Of course, AM-CNN is essentially a deep learning model that has an inherent lack of current AI techniques: namely, its performance relies on a large inputs of training data with reliable quality. Therefore, we try to use good quality bird images when training the AM-CNN model. Only a small amount of our self-constructed water bird images was taken by volunteers via smartphones. However, considering the rapid updating of smartphones, it is to some extent possible for smartphones to take bird image photos of high quality in the near future. For example, one of the latest smartphone (Huawei mate40 pro) can be capable of up to 50x digital zoom, which actually hints the potential feasibility of replacing cameras with smartphones in the future.

  ( Please see Figure 3 and Figure S1 in the attachment, the figure cannot be displayed here)

(3) How was model performance measured (line 229)? False positive rate? false negative rate? Ratio of false positives to true positives? More detail would be valuable. I am guessing it is: correct predictions/total predictions. Is the algorithm constrained to always make a prediction (i.e., only possible outcomes are correct prediction and incorrect prediction) such that false negatives do not occur?

Answer: Good suggestion and thanks.

In our manuscript, model performance is really characterized by a classification accuracy metric. Classification accuracy is the ratio of the number of correct predictions in the testing sample to the number of testing samples. In the revised version, we explained this issue in a new section 2.4 (Lines:210-222).

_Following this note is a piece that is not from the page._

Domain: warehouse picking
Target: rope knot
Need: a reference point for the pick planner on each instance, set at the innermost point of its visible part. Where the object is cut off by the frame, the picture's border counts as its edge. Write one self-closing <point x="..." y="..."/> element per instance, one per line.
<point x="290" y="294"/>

  However, when users use the app to identify bird images, the model outputs the top 3 results with the highest probability. Usually the higher the probability, the higher the accuracy. Of course, a high probability value of a prediction result does not mean that the prediction is correct. To reduce misinformation to users, for each of the top 3 prediction results, the model provides a high-resolution bird image and bird information (Figure 3 and Figure S1). Users can refer to the bird image and text information provided by the model to identify whether the model prediction results are true or false.

 (4) The conclusions section seemed extremely short. How many people are using the app? Over time, how might the authors test their assumption that app usage leads to positive attitudes towards water bird and wetland conservation?

Answer: Good questions.

Our app has been free for public use since last September. The app has mainly spread to the public in Huai'an area through volunteers, and the number of users is not high, about 10,000. If the app is to be used by the public in a wider area, a larger platform and dedicated funding will be needed to promote it. This is something that our team lacks at the moment. However, we are doing our best to get funding support from different sources, even though it is difficult to do so in China.

Whether the app usage leads to positive attitudes of the public towards water bird and wetland conservation or not is really important. In fact, our team is preparing to implement a 3-year user tracking program next year, and we will obtain feedback data from users in order to evaluate the changes of their attitudes towards bird conservation. We will have the answer 3 years from now.

(5) 29: genetics is also an essential part of scientific classification

Answer: Good suggestion. Considering the other reviewer’s comment that the sentence of Lines 27-29 makes no sense, we replaced it with a new sentence “It is import to know or identify the taxonomic levels of birds for conservation efforts.” We de-emphasized the principle of bird classification.

(6) 39: The BirdNET algorithm is another important example.

Answer: In the revised version, we have corrected the original error and added relevant reference (Lines:37-38).

(7) carapace is an exoskeleton segment. birds do not have an exoskeleton. this term is used elsewhere (eg, line 96), so the problem is potentially extensive. similarly, trunk is not generally used to describe bird morphology.

Answer: Good suggestions.

In the previous manuscript, we used inaccurate words. In the revised draft, we have replaced both “carapace” and “trunk” with “torso”.